Sobre a polêmica que gira em torno da caracterização de uma boa ou má literatura, foi levantada a importância da literatura popular para o amadurecimento de leitores. A análise da narrativa televisiva pôs em questão a validade da tradução literária nas telas e a posição da tevê como agregadora ou como dispersora de leitores. Sobre isso, Lunardi afirma que as pessoas têm necessidade de ficção, não importa em qual meio; e que essa questão é um enigma muito maior do que uma mera constatação estatística, referindo-se à audiência e à venda de livros.
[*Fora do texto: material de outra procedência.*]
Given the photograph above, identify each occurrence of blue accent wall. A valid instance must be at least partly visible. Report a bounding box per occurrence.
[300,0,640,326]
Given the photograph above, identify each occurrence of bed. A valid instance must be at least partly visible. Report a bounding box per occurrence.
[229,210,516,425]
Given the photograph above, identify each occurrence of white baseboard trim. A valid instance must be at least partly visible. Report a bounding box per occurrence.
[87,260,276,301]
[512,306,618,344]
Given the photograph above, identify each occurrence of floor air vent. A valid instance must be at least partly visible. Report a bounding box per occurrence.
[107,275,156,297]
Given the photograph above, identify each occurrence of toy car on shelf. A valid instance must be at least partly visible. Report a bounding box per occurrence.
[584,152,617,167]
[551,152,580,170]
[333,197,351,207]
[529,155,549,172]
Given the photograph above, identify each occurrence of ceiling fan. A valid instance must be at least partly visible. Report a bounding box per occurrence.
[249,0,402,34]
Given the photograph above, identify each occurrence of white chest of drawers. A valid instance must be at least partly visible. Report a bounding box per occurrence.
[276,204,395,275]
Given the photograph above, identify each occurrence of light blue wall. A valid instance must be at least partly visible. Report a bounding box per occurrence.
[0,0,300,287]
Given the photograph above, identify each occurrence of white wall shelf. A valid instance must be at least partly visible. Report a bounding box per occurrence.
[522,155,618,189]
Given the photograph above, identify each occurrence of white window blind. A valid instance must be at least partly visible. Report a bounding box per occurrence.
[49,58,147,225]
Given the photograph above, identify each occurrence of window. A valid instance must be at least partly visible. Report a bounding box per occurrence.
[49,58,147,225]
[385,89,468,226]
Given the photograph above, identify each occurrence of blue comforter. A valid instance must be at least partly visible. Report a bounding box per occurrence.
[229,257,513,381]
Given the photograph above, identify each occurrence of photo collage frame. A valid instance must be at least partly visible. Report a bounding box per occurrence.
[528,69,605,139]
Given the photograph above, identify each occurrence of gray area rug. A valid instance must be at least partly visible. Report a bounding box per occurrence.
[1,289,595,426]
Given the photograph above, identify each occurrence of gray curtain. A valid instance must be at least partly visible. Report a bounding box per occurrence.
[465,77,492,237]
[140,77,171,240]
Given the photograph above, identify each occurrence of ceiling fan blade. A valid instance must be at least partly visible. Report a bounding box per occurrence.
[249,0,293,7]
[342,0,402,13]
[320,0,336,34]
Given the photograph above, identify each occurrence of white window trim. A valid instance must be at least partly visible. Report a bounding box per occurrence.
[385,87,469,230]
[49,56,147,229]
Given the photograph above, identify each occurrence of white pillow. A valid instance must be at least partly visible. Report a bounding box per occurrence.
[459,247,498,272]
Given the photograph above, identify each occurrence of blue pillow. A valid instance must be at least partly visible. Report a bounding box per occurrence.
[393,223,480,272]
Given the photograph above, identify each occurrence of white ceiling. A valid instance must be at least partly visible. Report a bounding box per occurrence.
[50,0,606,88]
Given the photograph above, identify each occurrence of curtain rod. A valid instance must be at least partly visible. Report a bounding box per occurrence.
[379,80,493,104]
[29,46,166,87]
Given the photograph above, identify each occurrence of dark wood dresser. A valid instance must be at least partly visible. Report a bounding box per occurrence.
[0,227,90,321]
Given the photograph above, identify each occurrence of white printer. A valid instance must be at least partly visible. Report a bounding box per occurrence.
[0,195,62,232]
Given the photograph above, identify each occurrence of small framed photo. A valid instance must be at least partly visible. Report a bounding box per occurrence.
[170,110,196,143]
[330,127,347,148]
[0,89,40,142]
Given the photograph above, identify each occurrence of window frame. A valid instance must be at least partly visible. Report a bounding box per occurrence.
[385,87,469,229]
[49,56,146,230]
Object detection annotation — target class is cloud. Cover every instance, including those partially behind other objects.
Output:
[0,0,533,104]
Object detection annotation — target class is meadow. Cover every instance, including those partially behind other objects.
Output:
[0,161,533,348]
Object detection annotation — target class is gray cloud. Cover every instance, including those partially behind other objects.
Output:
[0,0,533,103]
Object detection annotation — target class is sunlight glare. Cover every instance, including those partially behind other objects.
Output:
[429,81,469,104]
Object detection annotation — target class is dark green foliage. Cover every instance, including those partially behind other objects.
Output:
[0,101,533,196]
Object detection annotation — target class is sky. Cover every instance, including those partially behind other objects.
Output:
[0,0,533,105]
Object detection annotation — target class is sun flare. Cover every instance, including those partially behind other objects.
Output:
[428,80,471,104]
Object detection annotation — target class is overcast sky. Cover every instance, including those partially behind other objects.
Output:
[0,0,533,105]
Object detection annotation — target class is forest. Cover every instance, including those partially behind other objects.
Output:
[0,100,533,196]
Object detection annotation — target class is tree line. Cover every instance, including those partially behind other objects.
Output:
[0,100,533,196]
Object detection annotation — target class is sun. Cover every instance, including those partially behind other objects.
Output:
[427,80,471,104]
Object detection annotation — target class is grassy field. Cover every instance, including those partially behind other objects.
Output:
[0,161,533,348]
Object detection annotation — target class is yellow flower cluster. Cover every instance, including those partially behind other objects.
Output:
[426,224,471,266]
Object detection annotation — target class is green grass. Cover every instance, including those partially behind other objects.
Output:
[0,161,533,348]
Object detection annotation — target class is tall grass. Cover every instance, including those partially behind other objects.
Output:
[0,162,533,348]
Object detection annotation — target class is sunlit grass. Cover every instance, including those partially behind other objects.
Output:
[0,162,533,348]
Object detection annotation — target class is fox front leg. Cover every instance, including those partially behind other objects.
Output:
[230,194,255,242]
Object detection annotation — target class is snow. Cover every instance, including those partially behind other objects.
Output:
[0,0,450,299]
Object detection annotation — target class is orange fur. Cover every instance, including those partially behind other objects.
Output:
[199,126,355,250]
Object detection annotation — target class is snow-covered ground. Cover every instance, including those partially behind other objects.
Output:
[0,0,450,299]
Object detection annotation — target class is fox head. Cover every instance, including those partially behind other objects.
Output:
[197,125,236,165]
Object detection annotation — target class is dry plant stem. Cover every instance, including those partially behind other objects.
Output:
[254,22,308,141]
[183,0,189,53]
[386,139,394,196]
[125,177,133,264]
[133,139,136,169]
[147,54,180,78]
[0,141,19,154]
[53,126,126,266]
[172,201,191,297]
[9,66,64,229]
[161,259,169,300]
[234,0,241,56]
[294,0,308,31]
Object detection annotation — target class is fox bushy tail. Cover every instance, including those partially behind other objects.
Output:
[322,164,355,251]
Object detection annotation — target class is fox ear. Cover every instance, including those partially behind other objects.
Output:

A liquidez do romance permite que linguagens de outras áreas, como a botânica e as artes plásticas apropriadas por Lunardi, adquiram a conotação literária.
A televisão, ainda que não mostre como exemplo cidadãos leitores, os atrai quando apresenta releituras de obras como “O primo Basílio”, de Eça de Queirós e “Gabriela”, de Jorge Amado. A acusação de que o Brasil é um país carente de leitores devido à importância dada pelos brasileiros para a televisão mostra-se falha quando constatamos que nunca se leu tanto e de maneira tão democrática, em que novos suportes dão mais acesso à informação, quanto hoje. Segundo Mallman, o romance pode canibalizar outros meios, e esta é uma relação recíproca.

Díaz afirma que as pessoas atribuem a promoção da educação e do hábito de leitura à tevê,uma função que, segundo ele, cabe à família e à escola. Lunardi afirma que é responsabilidade do governo dar acesso à leitura e se contradiz ao dizer posteriormente que “preservar a leitura cabe a quem lê e não ao Lula”. Como escritora que possui a liberdade de escrever o que gosta e de não se ater à audiência, “desacredito na superstição numérica; estamos falando de literatura ou de estruturas sociais?”, declara Lunardi.
A literatura, não importa em que linguagem seja apresentada, possui o poder orgânico de formação cidadã. Sua tradução em outros meios e o barateamento de livros são processos que democratizam o acesso à leitura.